Why stocks alone are a risky bet

The piece points out that anyone who started investing after 2009 has only known a market that goes up, with the S&P 500 returning roughly 15% a year and recovering from every dip within 16 months.

River warns this is not normal:

“It’s the best sustained run in modern history, and it has trained an entire generation to believe that stocks always recover quickly.”

The report highlights the forward price-to-earnings ratio, currently at 22.5, as a warning sign:

“If history is any indication, stocks this expensive have usually delivered low or negative returns over the following decade.”

The real villain is inflation

River argues the bigger threat is inflation eating away at gains.

In the 1970s, U.S. stocks lost nearly half their value over 13 years after adjusting for inflation, while gold rose 5X.

The newsletter ties this to government finances:

“The easiest way for the government to reduce its debt burden is through inflation.

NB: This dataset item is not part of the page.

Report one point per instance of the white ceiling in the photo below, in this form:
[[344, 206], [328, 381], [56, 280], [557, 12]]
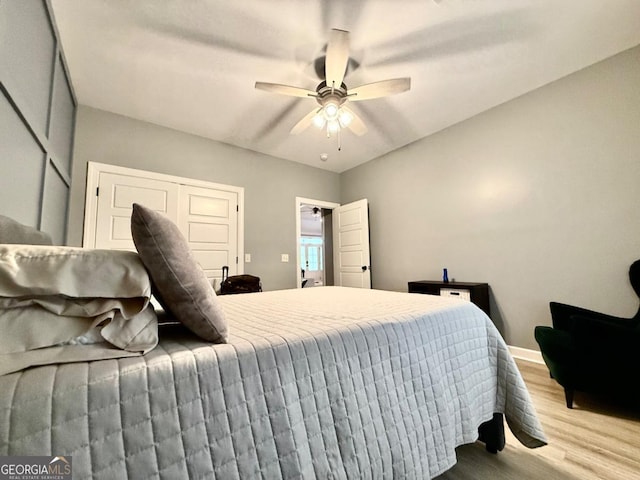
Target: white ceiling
[[191, 64]]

Inflation is the one way out that requires no vote and no campaign.”

With U.S. debt near $40 trillion and $1.4 trillion in annual interest payments, River sees that pressure building again.

Why bitcoin protects purchasing power

Stocks and bonds share the same flaw, the report says, because neither is scarce. River contrasts that with gold and bitcoin:

“Bitcoin’s scarcity is absolute. Its supply is mathematically fixed at 21 million coins, forever.”

River notes that over the past decade, putting 10% of a portfolio into bitcoin would have boosted returns nearly 4X, while a 20% gold allocation raised returns ~50% and lowered volatility.